Hacker News new | ask | show | jobs
by roenxi 672 days ago
It links to a similar problem of measuring engineering productivity, which the industry cannot do.

Notch wrote Minecraft when he was around 30. He didn't have 15 years experience in professional engineering and it seems to me he mostly just mucked around writing games in his professional life. He's now recognised as creating more than a billion dollars in value.

Is a "senior" engineer doing better than that at creating software? Did he ever make senior? Does he exhibit all the traits of a senior engineer in the article like not having an ego? This is a profound challenge to the entire industry. The title really is just for HR, a developed ability to choose what projects should be worked on is much more important and there is a big gap between a Senior Software Engineer and someone who actually writes great software.

2 comments

On the flip side, the code that he originally wrote would never scale to a billion dollars. It was wildly inefficient. Someone with a bit more experience as a game developer, someone a bit senior if you will, was necessary to turn the idea into what it is today.
> It was wildly inefficient.

Spoiler: Minecraft Java Edition is still wildly inefficient despite having a trillion dollar company backing it for 10 years.

Wildly? I'm sure the code might be inefficient in many ways, but there have (as I understand) been performance improvements such as in chunk loading and map generation.

Even the latest (apparently controversial) recent redstone update is meant to take account of performance - https://www.minecraft.net/en-us/article/minecraft-snapshot-2...

"The performance impact of Redstone wire (connected blocks of Redstone Dust) has been improved"

I've no idea how true that statement is, of course!

> performance improvements such as in chunk loading and map generation

True but the general game loop is still (wildly) inefficient; hence the multitude of performance mods (Sodium, Lithium, FerriteCore, ImmediatelyFast, etc.) that are considered basic mods for anyone wanting to play the game without dipping down to tragic fps.

All of that functionality could (and should!) have been folded into the Minecraft source years ago. But Microsoft didn't buy Minecraft to give people a good experience - they bought it because it generates a non-trivial amount of money from things like Bedrock IAPs, merch licensing, etc. Updating the games is just a necessary evil that keeps the money flowing.

(Bedrock, on the other hand, is much more optimised because, IIRC, the core game was written in C++ targeting mobile devices and needed to be efficient to even work.)

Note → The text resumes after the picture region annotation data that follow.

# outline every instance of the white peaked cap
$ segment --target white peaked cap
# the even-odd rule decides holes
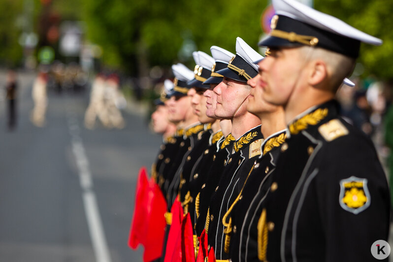
[[[234,54],[215,45],[210,47],[210,52],[214,60],[218,62],[228,64],[230,59],[235,56]]]
[[[199,64],[198,65],[209,70],[211,70],[211,67],[215,63],[214,59],[201,51],[198,51],[198,57]]]
[[[199,66],[199,56],[198,55],[197,51],[195,51],[193,52],[193,58],[194,58],[194,61],[195,61],[195,64]]]
[[[194,72],[190,70],[183,64],[178,63],[172,66],[172,71],[175,77],[180,81],[188,82],[194,79]]]
[[[350,86],[351,87],[353,87],[355,86],[355,83],[349,80],[349,79],[347,78],[346,77],[343,80],[343,83],[347,86]]]
[[[263,58],[260,53],[253,49],[240,37],[236,38],[236,54],[240,56],[246,62],[257,71],[259,67],[254,61],[260,61]]]
[[[295,0],[272,0],[276,13],[314,26],[326,31],[375,45],[380,39],[351,27],[331,15],[317,11]]]
[[[164,92],[165,94],[169,94],[174,86],[173,81],[169,79],[165,79],[164,81]]]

Who? They only did have a handful of people when they sold for $1 billion. Were any senior devs?
I think it would be fair to call Jens the Principal Engineer on Minecraft. Is that senior enough?
I generally agree, but I think it's more subtle than that. Levels and titles aren't really about productivity per se either, they're about defining role expectations and conferring authority to ICs in a corporate environment where there are hundreds or thousands of developers, and they are inextricably linked to the communication needs that dominate productivity in large organizations. They often don't even map between departments, let alone different companies, and especially at smaller companies that don't have the headcount for any meaningful calibration to exist.

From that lens, Notch's "level" when he created Minecraft is pretty much undefined. He obviously had technical and entrepreneurial skill, which gave him huge credibility, and is a fast-track to a certain title / level at acquisition time, but that says very little about his ability to meet the expectations of a Microsoft engineer that worked their way up to that level through promotions.